Le maire de la commune d’Eysines.
- vu les attributions de la loi municipale du 18 juillet 1837, notamment
les articles 9 et 11 de la dite loi.
- Vu les lois des 16, 24 août 1790 et des 19 et 22 juillet 1791
- Considérant qu’il importe
de prévenir les accidents qui pourraient compromettre la sûreté
des voyageurs faisant le trajet de Bordeaux au Vigean et d’empêcher
les collisions fâcheuses entre les divers employés de
deux entreprises rivales ;
Arrête :
Article 1. L’ancienne entreprise de maître cocher aura
pour point de station l’auberge de la Jardinière chez
le sieur Meu au Vigean ; il lui est défendu d’aller stationner
au poteau de Blanquefort.
Article 2. La nouvelle entreprise représentée par le
sieur Maubourguet aura sa station à la bifurcation de la route
de Blanquefort et de Lesparre chez le sieur Soucadoch charron ; défense
lui est faite d’aller stationner chez le sieur Meu.
Article 3. Il est expressément défendu aux conducteurs
de chercher à se dépasser mutuellement, à moins
qu’une des voitures vient à s’arrêter, alors
seulement la seconde aurait le droit de prendre le devant et de le
conserver ( et vice-versa)…
Article 4. Nos adjoints sont chargés de l’exécution
du présent arrêté, lequel a été
communiqué à Monsieur le Préfet de la Gironde.
Le maire
Jean Lalumière
Arrêté municipal du 20 septembre 1905.
Le maire de la commune d’Eysines,
- vu la loi du 5 avril 1894 article 94,
- vu le décret du 10 mars 1899 article 14 réglementant
la circulation automobile, article ainsi conçu :
« Le conducteur de l’automobile devra rester constamment
maître de sa vitesse.
Il ralentira ou même arrêtera le mouvement toutes les
fois que le véhicule pourrait être une cause d’accident,
de désordre ou de gêne pour la circulation.

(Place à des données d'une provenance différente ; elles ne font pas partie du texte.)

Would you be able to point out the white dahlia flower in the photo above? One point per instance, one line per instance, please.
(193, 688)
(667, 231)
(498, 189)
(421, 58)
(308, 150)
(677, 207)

La vitesse devra être ramenée à celle d’un
homme au pas dans les passages étroits ou encombrés.
En aucun cas la vitesse celle de 30 kilomètres à l’heure
en rase campagne et de 20 kilomètres à l’heure
dans les agglomérations ( sauf l’exception prévue
à l’article 31). »
Arrête :
Artcile 1°. La vitesse des véhicules à moteur mécanique
ou autre, traversant la commune d’Eysines, devra être
réduite à 12 kilomètres à l’heure
dans le bourg (c’est à dire dans la partie comprise entre
le Petit chemin d’Eysines et la route du Médoc), et à
20 kilomètres à l’heure dans les autres agglomérations.
Article 2. Les contraventions au présent arrêté
seront constatées par le Garde Champêtre, les gendarmes
et les agents du service vicinal dûment assermentés,
et les contrevenants seront poursuivis conformément aux lois.